What do you guys recommend in terms of hardware- projector and fixed screen (keeping in mind cable tv quality will be of highest importance). The basement is in the framing stage and we are thinking about 1 of the 3 below:

*Projector:*
1. Epson PowerLite Home Cinema 3020e, 
OR
2. Epson PowerLite Pro Cinema 6020UB,
OR
3. Epson PowerLite Home Cinema 5010e


Biggest reason we like the Epson 3020/3020e is because of the wireless inputs upto 5 HDMI can be connected??? (THis will be beneficial during NFL season).

*Fixed Screen:*
HELP??!!!- what brand/size?

We live in Canada but travel to the US frequently, any comments, suggestions, etc will be greatly appreciated. 

Thanks alot!


----------



## Jungle Jack (Jul 28, 2009)

Hello,
As the scope of your thread is Front Projector and Screen specific, I have moved it over to our stellar Home Theater Projectors subforum. I believe it is here that you will receive the best possible advice.
All the best,
J


----------



## adamdivine (Jul 31, 2009)

If this is your first foray into front projection, then any one of those Epsons will make you happy. They have plenty of lumens to light up a big screen and even will tolerate a little ambient light. For the screen depending on how far you plan on sitting from the screen, I think you target screen size is good. You could even go a little bigger (to maybe a 120" screen) and still be comfortable. Since you will be watching primarily sports, you will want to get a 16:9 ration screen. The ones at Monoprice are a good deal http://www.monoprice.com/products/product.asp?c_id=108&cp_id=10829&cs_id=1082910&p_id=7969&seq=1&format=4#feedback. The one I linked to is a multi-format screen with masking for when you watch 2.35:1 movies. The masking will cover up those black bars you will have on the top and bottom of the screen. Unless you were willing to spend a lot more on a Vutec, Screen Innovation, Stewart Firehawk or the like, I don't see anything better than the Monoprice offerings. Good luck.


----------



## RTS100x5 (Sep 12, 2009)

As your main concern seems to be the highest picture quaility might I suggest one of the JVC D-ILA series....Maybe even one of the 4K output models....Ive installed 2 of these and they are EYE POPPING GORGEOUS / You will never leave your media room its that good...Since you mentioned having 2 - 65 inch displays I didnt think you were looking for low budget items but you didnt mention a price point specifically...
Also consider running all your video sources through a good Audio Video receicer ... that way youll only need 1 HDMI cable to your projector ....the receiver will do the video and audio source switching....

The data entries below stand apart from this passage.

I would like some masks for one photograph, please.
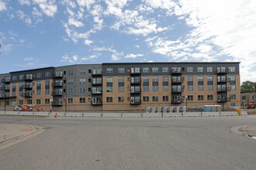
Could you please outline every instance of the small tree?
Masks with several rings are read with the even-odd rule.
[[[256,87],[256,83],[254,83],[252,81],[244,81],[242,83],[241,87],[240,87],[240,93],[241,94],[247,94],[247,93],[254,93],[254,88]]]

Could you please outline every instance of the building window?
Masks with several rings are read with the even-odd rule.
[[[124,77],[118,77],[118,83],[123,83],[124,82]]]
[[[106,68],[106,73],[113,73],[113,68]]]
[[[152,100],[153,101],[158,101],[158,97],[157,96],[154,96],[152,97]]]
[[[112,92],[112,87],[107,87],[106,92]]]
[[[32,100],[26,100],[27,104],[32,104]]]
[[[236,90],[236,84],[230,84],[230,88],[232,90]]]
[[[143,86],[143,91],[144,92],[149,91],[149,86]]]
[[[73,94],[73,87],[71,88],[68,88],[68,91],[67,91],[68,94]]]
[[[119,103],[123,103],[124,102],[124,97],[118,97],[118,102]]]
[[[203,100],[203,95],[198,95],[198,100]]]
[[[112,83],[113,82],[113,78],[112,77],[107,77],[106,79],[106,82],[107,83]]]
[[[119,73],[124,73],[124,68],[118,68]]]
[[[158,91],[158,86],[153,86],[152,90],[153,91]]]
[[[202,72],[203,71],[203,67],[202,66],[198,66],[197,67],[197,72]]]
[[[13,81],[17,80],[17,76],[12,76],[12,80]]]
[[[80,97],[79,98],[79,102],[80,102],[80,104],[85,103],[85,97]]]
[[[81,87],[80,90],[79,90],[79,91],[80,91],[80,94],[85,93],[85,87]]]
[[[86,72],[85,69],[80,70],[80,74],[85,74],[85,72]]]
[[[152,67],[152,73],[158,73],[158,67]]]
[[[19,80],[24,80],[24,75],[19,75]]]
[[[163,101],[168,101],[169,97],[168,96],[163,96]]]
[[[68,104],[73,104],[73,98],[67,98]]]
[[[229,72],[235,72],[235,67],[234,66],[229,66],[228,67]]]
[[[85,79],[80,79],[80,83],[85,83]]]
[[[193,95],[189,95],[188,96],[188,100],[189,101],[192,101],[193,100]]]
[[[37,73],[36,78],[41,78],[41,77],[42,77],[42,73]]]
[[[207,72],[213,72],[213,67],[212,66],[207,66]]]
[[[19,100],[19,105],[23,105],[23,100]]]
[[[41,104],[41,100],[36,99],[36,104]]]
[[[149,97],[143,97],[144,102],[149,102]]]
[[[168,91],[169,89],[168,86],[163,86],[163,91]]]
[[[168,73],[169,67],[162,67],[162,73]]]
[[[113,101],[113,99],[112,97],[107,97],[106,100],[107,100],[107,103],[112,103]]]
[[[68,84],[72,84],[73,83],[73,79],[69,79],[68,80]]]
[[[73,70],[68,70],[68,75],[73,75]]]
[[[45,90],[45,94],[50,94],[50,89]]]
[[[230,94],[230,100],[236,100],[236,94]]]
[[[193,67],[192,67],[192,66],[187,67],[187,72],[189,72],[189,73],[193,72]]]
[[[124,92],[124,87],[118,87],[118,92]]]
[[[45,77],[49,77],[49,76],[50,76],[50,72],[49,72],[49,71],[46,72],[45,74],[44,74],[44,76],[45,76]]]
[[[143,67],[143,73],[149,73],[149,67]]]
[[[38,89],[36,90],[36,95],[40,95],[41,94],[41,90]]]
[[[236,80],[236,76],[230,76],[230,81],[235,81]]]
[[[207,100],[213,100],[213,95],[207,95]]]
[[[50,99],[45,99],[44,104],[50,104]]]

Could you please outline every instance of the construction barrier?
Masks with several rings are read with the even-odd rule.
[[[103,113],[103,117],[121,117],[121,114],[119,113]]]
[[[202,112],[202,116],[220,116],[220,112]]]
[[[66,117],[83,117],[82,113],[66,113]]]
[[[136,114],[136,113],[125,113],[125,114],[122,114],[122,117],[142,117],[142,114]]]
[[[199,117],[202,116],[201,112],[183,112],[183,117]]]
[[[220,116],[238,116],[237,111],[220,111]]]
[[[182,117],[182,113],[175,112],[175,113],[164,113],[163,114],[164,117]]]
[[[85,113],[83,117],[101,117],[102,114],[101,113]]]
[[[162,117],[161,113],[150,113],[150,114],[142,114],[143,117]]]

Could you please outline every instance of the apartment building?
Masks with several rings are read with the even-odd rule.
[[[0,75],[0,110],[22,104],[54,111],[240,106],[239,63],[119,63],[11,72]]]

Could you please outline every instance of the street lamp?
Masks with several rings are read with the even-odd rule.
[[[188,112],[188,95],[185,95],[185,112]]]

http://www.amazon.com/110IN-Cinema-Contour-Fixed-Frame/dp/B000293T48/ref=sr_1_51?s=electronics&ie=UTF8&qid=1368673806&sr=1-51&keywords=projector+screen


----------



## LensShift (May 17, 2013)

Go with the Epson 5020UBe. It is exactly the same as the 6020 in every aspect except for the 2:35 scope) and its way cheaper. 3D is amazing, almost 0 crosstalk (you have to be scanning the image instead of actually watching the movie to notice) Best Blacks for under $3K and its THX certified so the greyscale and colour is awesome (once tweaked). I love my 5020UBe (coming from 8350), its has the best bang for the buck on the market.


----------